The Dutch Experience
Many critics of the Oregon law also allude to the current state of affairs in the Netherlands, where assisted suicide is technically illegal though nonetheless widely practiced by Dutch physicians in accordance with certain “guidelines.” A recent official Dutch government study of the practice of euthanasia in that country provided some distressing statistics. The study showed that more than 40% of Dutch physicians have performed involuntary euthanasia—i.e., administration of lethal drugs to patients without their knowledge and consent. This occurs even though that country’s euthanasia guidelines are more stringent than the Oregon law and require that the choice of death must be informed and voluntary. The report also alarmingly indicated that there are about 1,000 cases per year of such involuntary euthanasia, half of which are performed without family consultation.

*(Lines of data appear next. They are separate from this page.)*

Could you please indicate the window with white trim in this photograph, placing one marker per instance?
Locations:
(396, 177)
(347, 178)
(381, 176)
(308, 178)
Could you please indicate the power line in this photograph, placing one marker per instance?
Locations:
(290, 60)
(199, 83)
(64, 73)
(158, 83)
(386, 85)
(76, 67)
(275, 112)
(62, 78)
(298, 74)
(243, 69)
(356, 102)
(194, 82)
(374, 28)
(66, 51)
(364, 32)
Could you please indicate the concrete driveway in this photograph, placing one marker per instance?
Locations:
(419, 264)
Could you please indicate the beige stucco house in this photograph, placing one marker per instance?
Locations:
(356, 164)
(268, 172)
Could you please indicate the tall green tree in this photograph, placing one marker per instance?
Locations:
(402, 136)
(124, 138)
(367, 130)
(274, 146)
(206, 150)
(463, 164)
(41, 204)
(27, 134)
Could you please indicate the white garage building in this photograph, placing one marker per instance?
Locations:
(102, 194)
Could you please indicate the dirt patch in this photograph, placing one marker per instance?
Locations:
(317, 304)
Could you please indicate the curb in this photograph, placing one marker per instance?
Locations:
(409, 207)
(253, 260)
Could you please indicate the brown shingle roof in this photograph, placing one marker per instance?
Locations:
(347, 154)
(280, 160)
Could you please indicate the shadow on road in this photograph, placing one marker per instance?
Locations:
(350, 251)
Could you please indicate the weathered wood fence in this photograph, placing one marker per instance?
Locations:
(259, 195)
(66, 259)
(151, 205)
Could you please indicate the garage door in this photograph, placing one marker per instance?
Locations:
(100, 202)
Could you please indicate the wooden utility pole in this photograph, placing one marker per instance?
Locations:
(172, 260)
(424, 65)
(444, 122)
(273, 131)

It appears that the new Oregon law has commenced a new era in this country where physicians are now licensed to kill those who wish to “exit” this world with a “humane and dignified” death, and if the Dutch experience is any indicator, the only question that now remains is whether the elderly, the senile, the mentally ill, and retarded or dying children are next, victims to involuntary euthanasia, when, in the physician’s judgment, induced death would be more “humane and dignified.”
Lost in all of this debate in the national press is the additional horror that our nation (or at least a majority of citizens) is now insensible to the notion of the sanctity of life and the biblical truth that the Holy Spirit alone is the author, giver, and taker of life. Reformed Christian families will continue to agonize over sometimes difficult medical decisions encountered when a loved one is suffering from a painful terminal illness, but we would hope that pain medications coupled with loving consolation is the virtuous way to face that last enemy, death. To submit obediently to God’s providence and will, even in the face of pain and suffering is, after all, the only way to die with true Christian dignity.